Perforce vs Plastic SCM

Perforce is one of the leading version control systems in the market. It has a vast user base and it is well-known for its performance and stability.
But Plastic is a younger competitor providing a good number of new features not available with Perforce, together with a newer and better design.

Plastic is better for parallel development

Plastic is several steps ahead of Perforce in branching and merging.
From regular branches to the smart ones, Plastic handles the process of parallel change more efficiently than Perforce.
Plastic branches are first class objects and branching is light and efficient. Perforce has a counterintuitive process for branching and some trouble to handle renames and moves across branches.

ACL based security system

Plastic is built around ACLs from the ground up.
Just a few clicks let administrators and project managers finely tune the security rights.
Perforce security system is limited compared to Plastic’s

Visualization

Perforce implements some branch level diagrams for repository hierarchies.
Plastic implements the well-known 3D version tree which lets users not only stay at the branch level, but zoom inside files and directories.
The Plastic branch explorer allows managing the entire branch and merge cycle visually, and is ready to handle thousands of branches, something out of the scope of Perforce.

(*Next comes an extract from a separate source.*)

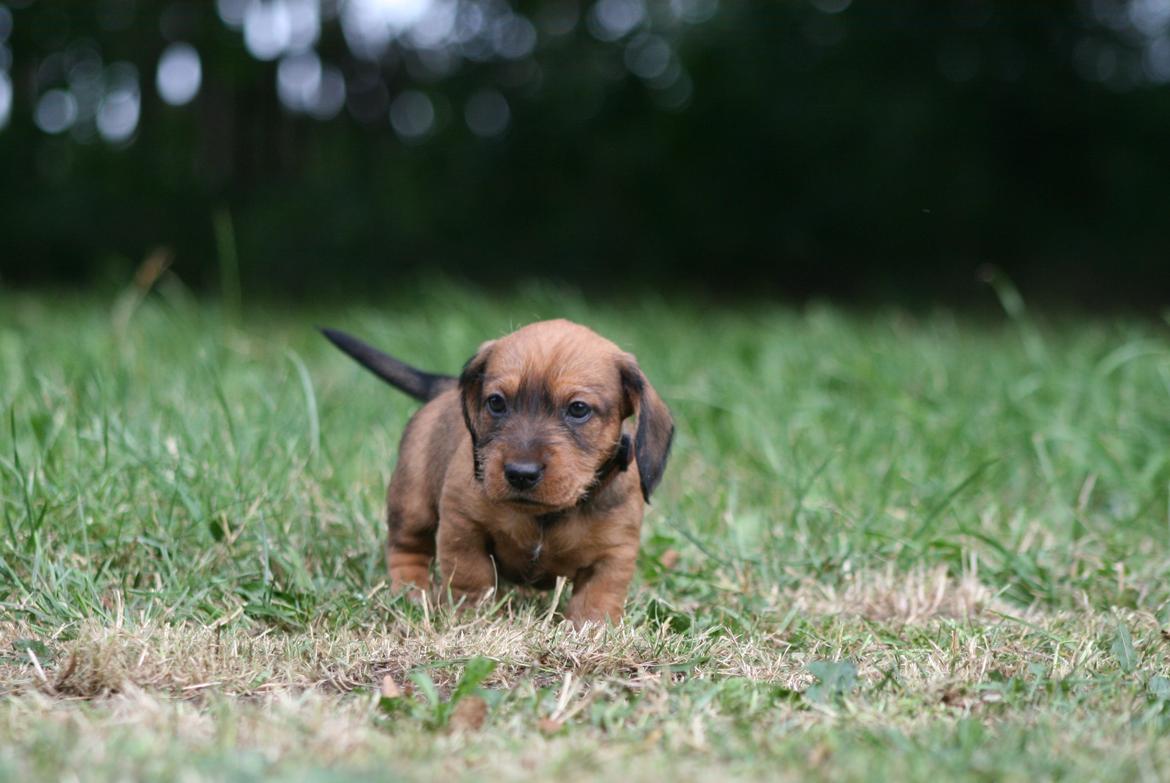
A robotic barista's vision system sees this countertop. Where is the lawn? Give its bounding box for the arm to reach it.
[0,280,1170,783]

Truly distributed development

Perforce solution is proxy-based, which doesn’t really operate seamlessly when the network is too slow or simply went down.
Plastic implements full replication and distributed support, which allows code to be modified in parallel, without restrictions, at replicated sites, and allows it to be reconciled (merged) later on.
Plastic is light enough to allow developers to run the server on a laptop, and then work totally disconnected but with full versioning capabilities.

Multi-server support

Plastic implements one of long awaited feature in Perforce: multiple servers.
Plastic servers can be configured to work on repository or workspace server modes, and then several servers can work together to improve performance and scalability.

Database backends

Plastic relies on well-known and stable database servers like SQL Server, MySql or Firebird.
This feature alone lets system administrator’s to get the best out of their existing IT infrastructure and finely tune the servers using well-known database technologies.

Evolution

Plastic has outperformed Perforce’s functionalities in just a few releases and there’s a bright future still to come.
Release after release Plastic gets faster and feature richer, and the team is open enough to welcome suggestions from their user base, and implement them at light speed.